Met betrekking tot het beroep op artikel 8 van het IVRK overweegt de rechtbank dat deze verdragsbepaling inhoudt dat Nederland zich verbindt tot eerbiediging van het recht van het kind zijn of haar identiteit te behouden, met inbegrip van nationaliteit, naam en familiebetrekkingen zoals wettelijk erkend, zonder onrechtmatige inmenging. De rechtbank ziet niet in dat sprake zou kunnen zijn van een situatie waarbij de identiteit van de kinderen niet kan worden behouden of sprake zou zijn van onrechtmatige inmenging.
Er is evenmin grond voor het oordeel dat de afwijzing van het verzoek strijdig is met artikel 8 van het EVRM of artikel 10 van de Grondwet, nu de ondervonden beperking, voor zover dit al een inbreuk op de grondrechten vormt, bij en krachtens de wet is gesteld.
Wat is de conclusie?
5. Gelet op het voorgaande heeft verweerder het verzoek tot wijziging van de geslachtsnaam terecht afgewezen.
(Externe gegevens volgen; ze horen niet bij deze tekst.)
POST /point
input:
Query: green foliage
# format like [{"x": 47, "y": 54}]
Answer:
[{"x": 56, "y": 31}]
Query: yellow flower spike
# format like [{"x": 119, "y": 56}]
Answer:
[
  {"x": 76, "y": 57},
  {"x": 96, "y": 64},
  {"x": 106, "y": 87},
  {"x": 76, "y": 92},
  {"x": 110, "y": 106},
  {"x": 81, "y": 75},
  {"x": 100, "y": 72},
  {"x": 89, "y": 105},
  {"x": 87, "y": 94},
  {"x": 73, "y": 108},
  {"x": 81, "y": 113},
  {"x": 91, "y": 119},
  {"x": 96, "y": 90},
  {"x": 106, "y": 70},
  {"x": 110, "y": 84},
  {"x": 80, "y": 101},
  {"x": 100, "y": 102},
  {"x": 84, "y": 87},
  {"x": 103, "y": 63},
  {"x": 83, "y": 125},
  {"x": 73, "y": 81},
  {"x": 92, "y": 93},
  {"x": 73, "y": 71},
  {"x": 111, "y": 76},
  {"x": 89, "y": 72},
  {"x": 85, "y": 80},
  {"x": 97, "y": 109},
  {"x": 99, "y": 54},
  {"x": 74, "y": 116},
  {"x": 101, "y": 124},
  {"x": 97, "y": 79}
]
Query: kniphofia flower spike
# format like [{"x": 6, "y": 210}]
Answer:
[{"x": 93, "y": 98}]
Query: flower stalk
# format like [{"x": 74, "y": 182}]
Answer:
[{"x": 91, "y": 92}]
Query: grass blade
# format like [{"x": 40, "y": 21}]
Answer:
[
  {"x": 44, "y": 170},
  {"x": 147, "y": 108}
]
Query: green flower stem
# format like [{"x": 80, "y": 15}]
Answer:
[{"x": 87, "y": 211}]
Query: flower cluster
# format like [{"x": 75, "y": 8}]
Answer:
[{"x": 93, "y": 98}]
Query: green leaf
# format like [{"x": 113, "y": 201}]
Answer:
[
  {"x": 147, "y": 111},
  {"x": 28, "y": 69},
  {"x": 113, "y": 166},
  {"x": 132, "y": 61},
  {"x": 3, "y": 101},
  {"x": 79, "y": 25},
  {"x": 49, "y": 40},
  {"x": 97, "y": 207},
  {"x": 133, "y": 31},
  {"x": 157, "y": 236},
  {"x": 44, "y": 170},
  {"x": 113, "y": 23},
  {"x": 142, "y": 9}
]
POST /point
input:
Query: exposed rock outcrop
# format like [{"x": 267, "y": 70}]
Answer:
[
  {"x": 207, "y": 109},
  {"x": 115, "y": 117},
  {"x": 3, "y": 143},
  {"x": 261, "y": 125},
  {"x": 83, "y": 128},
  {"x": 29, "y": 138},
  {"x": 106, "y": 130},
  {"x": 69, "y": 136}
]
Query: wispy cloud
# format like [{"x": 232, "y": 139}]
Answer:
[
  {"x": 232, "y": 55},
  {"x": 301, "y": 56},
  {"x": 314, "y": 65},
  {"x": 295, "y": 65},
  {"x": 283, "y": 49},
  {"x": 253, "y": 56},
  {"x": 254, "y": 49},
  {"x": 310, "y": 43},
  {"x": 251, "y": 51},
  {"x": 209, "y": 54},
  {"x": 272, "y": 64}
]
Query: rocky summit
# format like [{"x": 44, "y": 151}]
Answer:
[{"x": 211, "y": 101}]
Het beroep is daarom ongegrond.
6. Voor een proceskostenveroordeling bestaat geen aanleiding.

Beslissing

De rechtbank verklaart het beroep ongegrond.
Deze uitspraak is gedaan door mr. E.S.G. Jongeneel, rechter, in aanwezigheid van mr. J.F.A. Bleichrodt, griffier. De uitspraak is uitgesproken in het openbaar op 22 juli 2021.
griffier
rechter
Een afschrift van deze uitspraak is verzonden aan partijen op:

Bent u het niet eens met deze uitspraak?

Als u het niet eens bent met deze uitspraak, kunt u een brief sturen naar de Afdeling bestuursrechtspraak van de Raad van State waarin u uitlegt waarom u het er niet mee eens bent. Dit heet een beroepschrift. U moet dit beroepschrift indienen binnen 6 weken na de dag waarop deze uitspraak is verzonden. U ziet deze datum hierboven.

Voetnoten

1.Eisers beroepen zich hierbij op artikel 8 van het Verdrag tot bescherming van de rechten van de mens en de fundamentele vrijheden (EVRM), artikelen 3 en 8 van het Verdrag inzake de rechten van het kind (IVRK) en artikelen 7 en 24 van het Handvest van de grondrechten van de Europese Unie.
2.Zie artikel 1:5, tweede lid, van het BW ten aanzien van het oudste kind en artikel 1:5, achtste lid, van het BW ten aanzien van de twee andere kinderen.
3.Zie artikel 3 van het Besluit.
4.Zie artikel 5 van het Besluit.
5.Staatsblad 2004, 100.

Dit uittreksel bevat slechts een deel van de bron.